シーズン1の最も重要な導入のシーンでは、世界最大級のルーヴル美術館を舞台に視聴者の関心を最大限に引き寄せ、視聴者を最後まで引っ張っていく必要があるシーズン2の最大の見せ場では歴史と伝統のあるシャトレ座を使い、高揚感を高めています。このほかにも、ロマンチックなシーンではセーヌ河に架かる橋「ポンヌフ」を登場させ、レオス・カラックス監督のヒット恋愛映画『ポンヌフの恋人』(1991年)をオマージュ。お熱い雰囲気を膨らませています。
この巧みなロケーション選びはシナリオ段階で行われたシナリオ・ハンティングがカギとなっています。『Lupin/ルパン』の製作そのものは世界最古の映画制作会社で、フランス最大手のゴーモングループが手掛けていますが、実は脚本家はフランス人ではありません。イギリス人のジョージ・ケイです。サンドラ・オー主演のイギリス製作映画『キリング・イヴ/Killing Eve』やNetflixオリジナルの『クリミナル』など、国際感覚に優れた犯罪スリラーものが得意な脚本家を起用しています。
ただし、脚本家のケイはパリの街そのものについては熟知していなかったのです。そのため脚本に手をつける前にいろいろ巡った場所が脚本に落とし込まれているそうです。もしかしたら、パリに住んでいるフランス人だったら選ばないような場所もあったかもしれません。客観的な視点で選ばれたロケーションが効を奏したと言えます。意図せず、このコロナ禍で飛行機を飛ばしてパリの街までたどり着けない世界中の視聴者に旅行気分を味わわせ、そんなタイミングも味方につけたのです。

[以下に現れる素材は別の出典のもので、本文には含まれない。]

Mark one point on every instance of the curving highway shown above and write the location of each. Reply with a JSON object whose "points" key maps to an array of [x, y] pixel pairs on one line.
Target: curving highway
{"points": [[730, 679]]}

製作メンバーにはリュック・ベッソン監督の『レオン』や『フィフス・エレメント』に関わったスタッフもいます。ワールドヒットのノウハウを知る布陣をそろえて、確実に世界の視聴者を狙いにいく『Lupin/ルパン』は製作続行が決定しています。時期は未定ですが、シーズン3の配信まで、気長に待つファンも多いのではないでしょうか。